Nova Scotians agree with Hines when he says, “People should know how government is managing public lands.” That’s why he should address the following concerns, minus the rhetoric and talking points.

•Show us the science that explains why clear cutting overwhelmingly trumps selective cutting in this province.

•Show us the science that favours single species softwood plantations over mixed forests for wildlife habitat.

•Show us the science behind whole tree harvesting and how it benefits soil nutrition.

•Show us the science for cutting down forests to burn for green energy.

•Show us the science that explains how leaving a postage-stamp patch of trees (to blow down later) in an expanse of flattened, cut-over wind-swept barren land promotes natural regeneration or serves as shelter for a myriad of mammals, birds, amphibians, reptiles and insects.

•Show us the science behind DNR’s “ecosystem-based forest management” that says clearcutting and spraying hundreds of acres of forest and subsequent protective canopy does not contribute to soil erosion, water run-off, dead fish and the demise of valuable shade tolerant vegetation.

•Show us the science-based rationale for dropping Forest Stewardship Council (FSC) certification — considered the “gold standard for environmental certification systems for forestry operations” by the previous DNR minister — choosing instead the much weaker Sustainable Forestry Initiative (SFI).

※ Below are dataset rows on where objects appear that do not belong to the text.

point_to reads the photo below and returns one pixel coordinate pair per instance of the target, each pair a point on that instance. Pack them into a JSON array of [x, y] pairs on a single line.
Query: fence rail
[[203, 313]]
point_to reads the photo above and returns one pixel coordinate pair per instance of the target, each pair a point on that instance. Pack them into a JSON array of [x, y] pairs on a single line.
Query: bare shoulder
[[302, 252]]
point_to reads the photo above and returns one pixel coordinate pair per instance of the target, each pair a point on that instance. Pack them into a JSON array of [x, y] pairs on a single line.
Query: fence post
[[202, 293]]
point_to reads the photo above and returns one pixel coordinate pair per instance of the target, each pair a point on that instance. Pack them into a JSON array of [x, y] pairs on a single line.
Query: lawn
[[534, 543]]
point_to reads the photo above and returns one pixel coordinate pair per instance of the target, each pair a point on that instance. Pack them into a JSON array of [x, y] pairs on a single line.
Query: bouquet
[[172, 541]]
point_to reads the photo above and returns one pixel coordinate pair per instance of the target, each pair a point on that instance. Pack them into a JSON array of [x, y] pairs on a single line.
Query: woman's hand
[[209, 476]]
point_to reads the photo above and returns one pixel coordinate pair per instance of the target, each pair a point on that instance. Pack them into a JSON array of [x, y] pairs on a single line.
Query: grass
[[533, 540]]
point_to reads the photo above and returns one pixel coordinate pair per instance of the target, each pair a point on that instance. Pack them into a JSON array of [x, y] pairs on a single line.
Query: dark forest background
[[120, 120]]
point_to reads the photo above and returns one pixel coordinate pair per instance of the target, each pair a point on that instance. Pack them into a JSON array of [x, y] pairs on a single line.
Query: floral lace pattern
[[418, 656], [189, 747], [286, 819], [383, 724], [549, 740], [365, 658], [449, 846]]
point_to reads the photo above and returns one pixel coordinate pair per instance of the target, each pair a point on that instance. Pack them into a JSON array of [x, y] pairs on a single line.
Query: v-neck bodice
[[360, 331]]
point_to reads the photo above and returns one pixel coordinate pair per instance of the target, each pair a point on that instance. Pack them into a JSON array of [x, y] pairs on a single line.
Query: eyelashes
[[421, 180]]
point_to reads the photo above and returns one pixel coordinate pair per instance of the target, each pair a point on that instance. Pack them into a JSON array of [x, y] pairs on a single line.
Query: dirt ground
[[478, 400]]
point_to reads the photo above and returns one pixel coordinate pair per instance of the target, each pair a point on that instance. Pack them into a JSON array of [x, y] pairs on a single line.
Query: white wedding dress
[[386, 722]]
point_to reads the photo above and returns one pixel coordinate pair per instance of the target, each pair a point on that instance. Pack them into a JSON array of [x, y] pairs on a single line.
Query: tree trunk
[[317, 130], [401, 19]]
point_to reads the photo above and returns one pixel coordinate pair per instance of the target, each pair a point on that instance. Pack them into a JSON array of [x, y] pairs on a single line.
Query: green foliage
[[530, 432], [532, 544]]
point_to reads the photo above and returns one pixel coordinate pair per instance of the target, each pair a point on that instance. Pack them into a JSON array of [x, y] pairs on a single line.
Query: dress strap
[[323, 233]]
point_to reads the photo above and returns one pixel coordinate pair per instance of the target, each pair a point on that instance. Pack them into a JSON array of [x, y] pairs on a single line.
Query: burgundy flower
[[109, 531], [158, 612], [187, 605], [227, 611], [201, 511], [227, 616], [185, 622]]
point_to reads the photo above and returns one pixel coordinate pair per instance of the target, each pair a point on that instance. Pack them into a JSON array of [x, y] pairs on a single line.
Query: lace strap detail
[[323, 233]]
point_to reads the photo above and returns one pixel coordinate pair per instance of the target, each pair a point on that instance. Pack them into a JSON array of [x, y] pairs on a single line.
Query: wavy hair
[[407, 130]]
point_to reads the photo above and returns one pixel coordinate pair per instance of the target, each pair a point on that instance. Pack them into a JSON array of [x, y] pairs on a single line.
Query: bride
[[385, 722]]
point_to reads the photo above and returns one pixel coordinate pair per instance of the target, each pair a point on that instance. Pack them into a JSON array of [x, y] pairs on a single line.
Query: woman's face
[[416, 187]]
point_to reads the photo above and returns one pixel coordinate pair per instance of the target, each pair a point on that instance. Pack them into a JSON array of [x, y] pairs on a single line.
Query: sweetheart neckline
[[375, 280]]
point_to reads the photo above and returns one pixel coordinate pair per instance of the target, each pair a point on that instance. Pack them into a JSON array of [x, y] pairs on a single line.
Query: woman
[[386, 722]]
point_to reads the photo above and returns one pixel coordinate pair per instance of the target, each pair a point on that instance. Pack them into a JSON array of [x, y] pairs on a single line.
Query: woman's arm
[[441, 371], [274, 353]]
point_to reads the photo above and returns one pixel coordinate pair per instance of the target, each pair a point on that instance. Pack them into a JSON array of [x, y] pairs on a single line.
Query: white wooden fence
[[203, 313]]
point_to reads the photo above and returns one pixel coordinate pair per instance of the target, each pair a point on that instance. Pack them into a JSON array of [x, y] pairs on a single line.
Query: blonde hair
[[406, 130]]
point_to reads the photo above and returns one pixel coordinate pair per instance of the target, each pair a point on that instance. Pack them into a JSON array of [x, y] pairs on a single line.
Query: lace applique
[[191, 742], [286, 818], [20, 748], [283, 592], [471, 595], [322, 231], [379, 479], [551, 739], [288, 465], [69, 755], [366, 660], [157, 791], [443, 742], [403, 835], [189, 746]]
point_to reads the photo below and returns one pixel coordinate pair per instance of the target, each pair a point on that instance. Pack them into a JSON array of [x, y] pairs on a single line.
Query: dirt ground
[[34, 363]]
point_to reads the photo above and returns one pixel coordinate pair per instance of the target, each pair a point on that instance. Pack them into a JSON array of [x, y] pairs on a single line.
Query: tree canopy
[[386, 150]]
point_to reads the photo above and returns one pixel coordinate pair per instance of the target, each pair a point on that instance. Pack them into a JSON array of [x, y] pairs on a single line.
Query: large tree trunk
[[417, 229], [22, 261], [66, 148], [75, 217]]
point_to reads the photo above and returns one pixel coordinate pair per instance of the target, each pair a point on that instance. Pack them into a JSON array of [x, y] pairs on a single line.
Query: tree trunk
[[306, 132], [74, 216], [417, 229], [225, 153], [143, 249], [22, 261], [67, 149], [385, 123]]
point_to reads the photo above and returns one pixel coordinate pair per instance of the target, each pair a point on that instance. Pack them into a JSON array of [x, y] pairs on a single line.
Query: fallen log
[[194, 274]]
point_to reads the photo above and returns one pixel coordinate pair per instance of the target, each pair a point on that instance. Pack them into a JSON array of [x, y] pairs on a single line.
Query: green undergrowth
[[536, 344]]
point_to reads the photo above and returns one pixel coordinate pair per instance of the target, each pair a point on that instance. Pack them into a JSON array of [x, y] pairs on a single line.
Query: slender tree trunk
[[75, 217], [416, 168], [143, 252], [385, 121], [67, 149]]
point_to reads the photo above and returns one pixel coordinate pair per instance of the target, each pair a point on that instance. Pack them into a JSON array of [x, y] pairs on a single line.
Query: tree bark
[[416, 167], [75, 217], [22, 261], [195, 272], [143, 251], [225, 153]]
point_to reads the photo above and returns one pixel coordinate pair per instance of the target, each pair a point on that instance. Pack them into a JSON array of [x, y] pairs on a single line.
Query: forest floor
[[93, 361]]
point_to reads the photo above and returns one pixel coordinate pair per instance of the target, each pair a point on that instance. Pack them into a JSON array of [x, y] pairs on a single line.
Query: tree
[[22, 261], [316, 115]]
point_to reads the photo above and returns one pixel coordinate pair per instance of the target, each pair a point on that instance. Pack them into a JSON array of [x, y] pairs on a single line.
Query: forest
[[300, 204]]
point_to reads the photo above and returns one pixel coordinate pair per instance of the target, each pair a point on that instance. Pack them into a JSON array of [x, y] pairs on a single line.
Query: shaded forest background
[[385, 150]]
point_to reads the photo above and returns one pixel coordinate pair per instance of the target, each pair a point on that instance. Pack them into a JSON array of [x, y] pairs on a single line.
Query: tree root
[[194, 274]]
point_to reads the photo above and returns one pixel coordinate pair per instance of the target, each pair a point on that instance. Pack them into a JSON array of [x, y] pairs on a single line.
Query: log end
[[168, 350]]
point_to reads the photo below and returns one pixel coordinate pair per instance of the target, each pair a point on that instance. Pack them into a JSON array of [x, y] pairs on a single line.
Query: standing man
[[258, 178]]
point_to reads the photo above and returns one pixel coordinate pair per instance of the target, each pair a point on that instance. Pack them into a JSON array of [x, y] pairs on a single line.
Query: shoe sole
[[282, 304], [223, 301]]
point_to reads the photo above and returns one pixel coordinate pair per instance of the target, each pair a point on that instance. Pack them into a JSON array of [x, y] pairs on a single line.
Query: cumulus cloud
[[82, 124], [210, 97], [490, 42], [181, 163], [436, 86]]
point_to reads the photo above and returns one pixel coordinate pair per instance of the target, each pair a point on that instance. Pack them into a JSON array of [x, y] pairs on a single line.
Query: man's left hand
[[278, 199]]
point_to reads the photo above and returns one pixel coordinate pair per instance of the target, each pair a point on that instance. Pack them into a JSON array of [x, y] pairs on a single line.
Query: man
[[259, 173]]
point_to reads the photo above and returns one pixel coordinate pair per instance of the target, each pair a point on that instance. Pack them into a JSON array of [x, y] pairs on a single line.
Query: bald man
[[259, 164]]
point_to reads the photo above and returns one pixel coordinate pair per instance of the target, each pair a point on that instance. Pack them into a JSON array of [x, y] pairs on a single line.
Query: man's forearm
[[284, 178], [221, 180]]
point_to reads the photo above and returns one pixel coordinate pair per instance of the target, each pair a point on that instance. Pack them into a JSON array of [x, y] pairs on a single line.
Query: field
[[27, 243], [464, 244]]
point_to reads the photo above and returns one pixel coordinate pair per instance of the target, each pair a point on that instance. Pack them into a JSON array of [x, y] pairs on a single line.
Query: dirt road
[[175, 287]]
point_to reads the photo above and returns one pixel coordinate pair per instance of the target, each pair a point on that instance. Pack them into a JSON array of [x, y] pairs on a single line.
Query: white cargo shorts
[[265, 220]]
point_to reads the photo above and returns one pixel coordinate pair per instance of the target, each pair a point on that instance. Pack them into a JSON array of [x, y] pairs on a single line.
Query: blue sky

•Explain to us — without invoking the sovereign rights argument again — why government cannot or will not regulate clear cutting on private land holdings.

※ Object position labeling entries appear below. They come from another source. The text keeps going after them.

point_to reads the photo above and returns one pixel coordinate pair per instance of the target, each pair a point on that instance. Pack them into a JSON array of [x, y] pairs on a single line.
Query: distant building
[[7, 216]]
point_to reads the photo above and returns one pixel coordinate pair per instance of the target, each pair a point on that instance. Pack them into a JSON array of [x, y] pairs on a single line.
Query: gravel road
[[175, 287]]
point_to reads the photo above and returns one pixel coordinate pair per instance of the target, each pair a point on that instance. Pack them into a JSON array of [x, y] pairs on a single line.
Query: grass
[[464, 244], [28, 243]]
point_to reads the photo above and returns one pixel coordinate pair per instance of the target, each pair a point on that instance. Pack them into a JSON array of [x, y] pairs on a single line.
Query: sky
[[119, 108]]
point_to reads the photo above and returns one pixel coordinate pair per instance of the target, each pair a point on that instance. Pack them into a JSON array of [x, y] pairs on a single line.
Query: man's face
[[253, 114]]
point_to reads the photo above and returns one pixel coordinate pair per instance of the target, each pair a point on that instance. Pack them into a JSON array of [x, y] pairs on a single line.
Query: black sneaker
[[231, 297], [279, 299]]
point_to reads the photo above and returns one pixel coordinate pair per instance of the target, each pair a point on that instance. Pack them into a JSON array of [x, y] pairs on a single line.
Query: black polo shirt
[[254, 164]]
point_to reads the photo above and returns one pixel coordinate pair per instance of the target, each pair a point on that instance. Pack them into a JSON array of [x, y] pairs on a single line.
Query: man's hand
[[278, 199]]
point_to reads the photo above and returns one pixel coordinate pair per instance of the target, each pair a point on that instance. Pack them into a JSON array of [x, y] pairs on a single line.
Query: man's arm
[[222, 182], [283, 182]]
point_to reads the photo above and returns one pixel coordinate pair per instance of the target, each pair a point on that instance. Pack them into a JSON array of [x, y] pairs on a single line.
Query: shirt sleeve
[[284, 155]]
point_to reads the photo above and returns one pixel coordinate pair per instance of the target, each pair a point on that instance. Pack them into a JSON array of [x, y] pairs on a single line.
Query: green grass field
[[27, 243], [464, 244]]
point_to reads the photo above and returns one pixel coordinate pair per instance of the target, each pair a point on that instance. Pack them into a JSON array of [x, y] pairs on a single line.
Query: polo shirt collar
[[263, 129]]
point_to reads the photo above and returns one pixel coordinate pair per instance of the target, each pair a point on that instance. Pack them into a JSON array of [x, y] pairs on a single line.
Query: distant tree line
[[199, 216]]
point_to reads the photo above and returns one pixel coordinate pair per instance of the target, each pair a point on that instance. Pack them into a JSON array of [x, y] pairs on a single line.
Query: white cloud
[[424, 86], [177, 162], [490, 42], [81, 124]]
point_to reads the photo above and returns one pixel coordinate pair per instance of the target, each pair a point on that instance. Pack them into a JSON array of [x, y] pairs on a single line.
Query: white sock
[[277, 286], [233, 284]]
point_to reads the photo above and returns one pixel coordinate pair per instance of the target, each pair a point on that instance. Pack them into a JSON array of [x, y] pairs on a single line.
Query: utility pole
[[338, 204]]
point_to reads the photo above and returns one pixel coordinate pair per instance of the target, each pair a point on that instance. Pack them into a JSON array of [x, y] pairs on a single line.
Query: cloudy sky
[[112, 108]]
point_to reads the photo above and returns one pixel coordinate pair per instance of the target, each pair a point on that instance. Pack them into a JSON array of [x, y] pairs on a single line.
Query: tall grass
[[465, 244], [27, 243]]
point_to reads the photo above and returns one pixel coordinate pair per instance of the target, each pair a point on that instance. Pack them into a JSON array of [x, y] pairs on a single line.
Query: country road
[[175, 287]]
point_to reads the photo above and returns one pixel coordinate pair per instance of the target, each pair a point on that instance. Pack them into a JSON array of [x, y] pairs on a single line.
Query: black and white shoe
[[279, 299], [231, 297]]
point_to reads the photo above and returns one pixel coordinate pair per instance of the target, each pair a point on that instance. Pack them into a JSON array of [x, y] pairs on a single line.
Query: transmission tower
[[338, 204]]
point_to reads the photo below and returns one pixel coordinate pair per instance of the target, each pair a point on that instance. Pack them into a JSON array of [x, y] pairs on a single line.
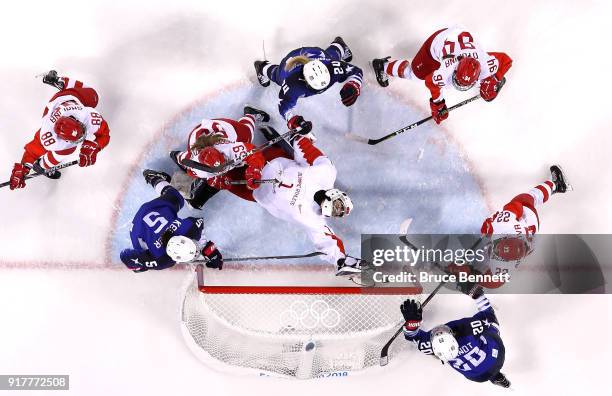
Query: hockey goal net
[[291, 331]]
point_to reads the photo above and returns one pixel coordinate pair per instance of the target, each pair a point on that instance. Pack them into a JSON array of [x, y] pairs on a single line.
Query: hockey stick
[[232, 259], [62, 166], [262, 181], [384, 353], [224, 168], [412, 126]]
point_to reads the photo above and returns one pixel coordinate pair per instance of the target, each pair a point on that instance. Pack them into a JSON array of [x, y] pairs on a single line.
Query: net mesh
[[292, 335]]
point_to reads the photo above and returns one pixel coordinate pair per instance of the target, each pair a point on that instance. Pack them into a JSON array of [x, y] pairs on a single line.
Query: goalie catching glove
[[490, 87], [413, 314], [349, 93]]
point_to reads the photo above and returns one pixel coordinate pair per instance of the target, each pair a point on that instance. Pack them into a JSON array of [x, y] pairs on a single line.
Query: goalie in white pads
[[305, 195]]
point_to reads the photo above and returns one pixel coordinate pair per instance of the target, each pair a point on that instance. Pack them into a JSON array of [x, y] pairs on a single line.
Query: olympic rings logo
[[302, 315]]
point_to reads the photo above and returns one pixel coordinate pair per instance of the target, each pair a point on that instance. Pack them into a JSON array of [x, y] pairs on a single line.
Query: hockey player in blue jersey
[[309, 71], [472, 346], [160, 238]]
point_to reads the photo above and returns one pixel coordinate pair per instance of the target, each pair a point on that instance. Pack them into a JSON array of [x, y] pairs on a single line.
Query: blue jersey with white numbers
[[481, 350], [292, 83], [152, 220]]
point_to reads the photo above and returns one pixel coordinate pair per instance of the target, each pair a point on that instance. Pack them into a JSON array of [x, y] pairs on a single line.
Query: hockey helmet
[[466, 74], [316, 75], [443, 343], [69, 129], [510, 247], [182, 249], [210, 156], [336, 203]]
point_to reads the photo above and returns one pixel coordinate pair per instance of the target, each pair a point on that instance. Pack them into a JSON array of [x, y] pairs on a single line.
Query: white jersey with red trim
[[67, 106], [453, 42], [293, 199], [230, 150]]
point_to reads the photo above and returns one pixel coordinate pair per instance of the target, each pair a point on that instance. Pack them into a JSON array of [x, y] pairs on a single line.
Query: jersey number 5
[[153, 219]]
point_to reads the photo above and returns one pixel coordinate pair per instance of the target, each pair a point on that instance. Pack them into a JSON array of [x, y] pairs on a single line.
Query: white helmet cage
[[336, 203], [316, 75], [182, 249], [443, 343]]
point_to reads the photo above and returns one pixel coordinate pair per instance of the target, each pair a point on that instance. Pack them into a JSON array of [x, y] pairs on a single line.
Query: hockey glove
[[439, 111], [413, 314], [221, 182], [88, 154], [131, 261], [298, 122], [468, 287], [490, 87], [20, 171], [37, 167], [252, 175], [214, 259], [349, 93], [476, 292]]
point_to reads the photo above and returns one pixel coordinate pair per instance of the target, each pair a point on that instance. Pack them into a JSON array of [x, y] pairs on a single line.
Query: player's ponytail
[[295, 61]]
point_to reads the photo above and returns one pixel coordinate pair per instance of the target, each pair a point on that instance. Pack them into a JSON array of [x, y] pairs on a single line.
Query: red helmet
[[510, 248], [466, 74], [69, 129], [210, 156]]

Let’s have a public debate. Produce the science. Produce hard job numbers proving changes in current forestry practices will unleash an apocalyptic economic meltdown.

Obviously no one in government is going to volunteer for any of this. But as Silver Donald Cameron has written, we can use the law.

Cameron explains how “unborn generations actually have legal rights, and that today’s generation has an obligation to preserve the natural world reasonably intact for its successors. That principle of “intergenerational equity” is now known as “The Oposa Doctrine” — and it’s been applied all around the world.”

The only way to take back our forests short of storming the Bastille is for the people of Nova Scotia to step up, coalesce and initiate a lawsuit against the provincial government for the sake of “our children and our children’s, children’s children.”

To date, more than 29,000 people have signed an on-line petition to “stop destroying Nova Scotia’s forests for biomass power generation.” But it continues. The vast majority of Nova Scotians have expressed displeasure with the rate of clear cutting in opinion polls. Again nothing has changed.

Government is listening, but not to the people. The time for actions to speak louder than words is now.

How much do your forests mean to you Nova Scotia? As that iconic sage Red Green so often put it, “We’re all in this together. I’m pullin’ for ya.”